12. "separation sensitive" - if by some miracle, i could get brady to be content in my arms, he would immediately go into full blown panic mode with even the slightest change (walking on eggshells much?) occurring that might indicate that i was about to leave him in any way.  if my body tensed in a different way, he would sense that i was about to place him in his crib/carseat/swing/bouncer/someone else's arms and he also learned to recognize his bedroom and dark rooms in general to the point that if i had him quiet and content in my arms and i walked upstairs, he would start crying as i stepped over the threshold into his dark bedroom because he sensed that i was about to place him in his crib.  even now, he's really great playing independently, but does best when i'm either always in sight or never in sight.  if i have him playing in the great room and i'm putting laundry away or cleaning around the house or doing anything that requires me to go from room to room, frequently coming and going from his sight, he's going to freak out and fuss the whole time.  it's like every time i leave he thinks i'm never coming back.  DUDE!  I ALWAYS COME BACK!

so as difficult as a brady was as a baby, i am grateful it has made me so appreciative for the kid he is today.  he's got his fair share of fussiness but he smiles so so much and it is so easy to get tons of those real deep belly laughs out of him.  people always comment on what a happy baby he is and i typically just smile and say "he's come a long way."  i know people don't think twice about it when i say that, but for me, it's special.  he really has come such a long way.  as a mother of just abigail, i would have looked at my current self with pity like "your child nurses how often?!  and still doesn't sleep 12 hours at night?!  and needs a binky 24/7?!"  but my experience with brady makes me grateful that even though he still nurses frequently, it is enjoyable for both of us.  and even though he doesn't sleep 12 hours straight at night, he's only waking up once and often has an 8 or 9 hour stretch in there... getting over 12 hours total.  and even though he has a binky in his mouth more often than not... he is happy!  forget the secret combinations... binky = independent, happy baby.  it's straight forward and we love it.

i really love this kid.  he has taught me so much and really, he is the most gorgeous, laughy kid everrrrrr.  raising him is like continually unwrapping a present and he's only getting better with age.  i'm so excited for all the days we have ahead of us.

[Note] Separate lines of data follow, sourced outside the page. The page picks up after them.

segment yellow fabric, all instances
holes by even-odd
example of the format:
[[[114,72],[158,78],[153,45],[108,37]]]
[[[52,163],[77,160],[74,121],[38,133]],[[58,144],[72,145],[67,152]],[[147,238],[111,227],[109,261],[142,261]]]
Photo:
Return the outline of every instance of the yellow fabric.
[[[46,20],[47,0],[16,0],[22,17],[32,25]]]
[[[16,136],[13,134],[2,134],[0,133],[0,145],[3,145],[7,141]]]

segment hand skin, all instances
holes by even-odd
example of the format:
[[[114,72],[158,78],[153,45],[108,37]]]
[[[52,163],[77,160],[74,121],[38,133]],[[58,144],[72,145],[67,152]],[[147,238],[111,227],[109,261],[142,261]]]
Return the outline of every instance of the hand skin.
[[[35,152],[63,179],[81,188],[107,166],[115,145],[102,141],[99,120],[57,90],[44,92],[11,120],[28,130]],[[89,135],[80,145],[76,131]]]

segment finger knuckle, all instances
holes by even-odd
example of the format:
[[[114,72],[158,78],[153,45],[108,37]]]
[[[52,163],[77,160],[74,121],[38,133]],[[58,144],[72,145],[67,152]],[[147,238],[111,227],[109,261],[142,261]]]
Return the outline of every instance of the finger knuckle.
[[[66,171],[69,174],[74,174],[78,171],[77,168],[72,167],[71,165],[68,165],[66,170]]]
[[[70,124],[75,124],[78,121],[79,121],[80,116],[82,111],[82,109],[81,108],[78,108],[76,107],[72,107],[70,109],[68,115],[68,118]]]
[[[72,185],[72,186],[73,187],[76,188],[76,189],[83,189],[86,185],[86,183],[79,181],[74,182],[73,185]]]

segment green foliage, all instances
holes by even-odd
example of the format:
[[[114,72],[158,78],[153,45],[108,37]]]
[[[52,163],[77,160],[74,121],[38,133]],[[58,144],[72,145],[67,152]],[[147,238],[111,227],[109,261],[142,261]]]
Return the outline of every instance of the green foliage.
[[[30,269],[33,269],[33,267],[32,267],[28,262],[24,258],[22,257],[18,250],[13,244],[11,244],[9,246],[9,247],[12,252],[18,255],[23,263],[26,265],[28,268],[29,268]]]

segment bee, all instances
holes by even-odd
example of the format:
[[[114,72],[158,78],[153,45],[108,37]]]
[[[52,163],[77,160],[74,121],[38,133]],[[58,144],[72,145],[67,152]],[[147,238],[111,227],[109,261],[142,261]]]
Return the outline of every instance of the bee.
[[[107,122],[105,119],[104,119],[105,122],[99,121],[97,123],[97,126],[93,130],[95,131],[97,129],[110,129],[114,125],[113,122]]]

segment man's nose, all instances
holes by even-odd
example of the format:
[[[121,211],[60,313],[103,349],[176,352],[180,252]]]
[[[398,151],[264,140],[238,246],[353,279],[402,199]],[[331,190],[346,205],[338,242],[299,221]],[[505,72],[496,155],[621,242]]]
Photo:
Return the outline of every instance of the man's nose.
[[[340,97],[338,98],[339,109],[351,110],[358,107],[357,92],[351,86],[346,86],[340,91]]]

*i found this article through this blog post... which really could have been written by me, it soooo perfectly described my own experience.  like word for word. almost... there are some minor exceptions.

1 comment:

Beth said...

You are a saint. Way to go to make it this far! My first was a pretty needy baby (though it may have been coupled with me as a first-time parent...? But then again, I watch the home videos, and he is for SURE needier!). Anyway, the good news is that he is now, in some ways, my easiest kid -- I never have to guess if something is bothering him, and he is so quick to get over things now.

I remember things getting SOOOO much easier when he could finally move on his own. People always say things like "oh no ... you don't want your baby mobile!" I was so glad for a mobile baby because I didn't have to carry him everywhere!

I'm glad he's getting easier! He is really a cute baby!!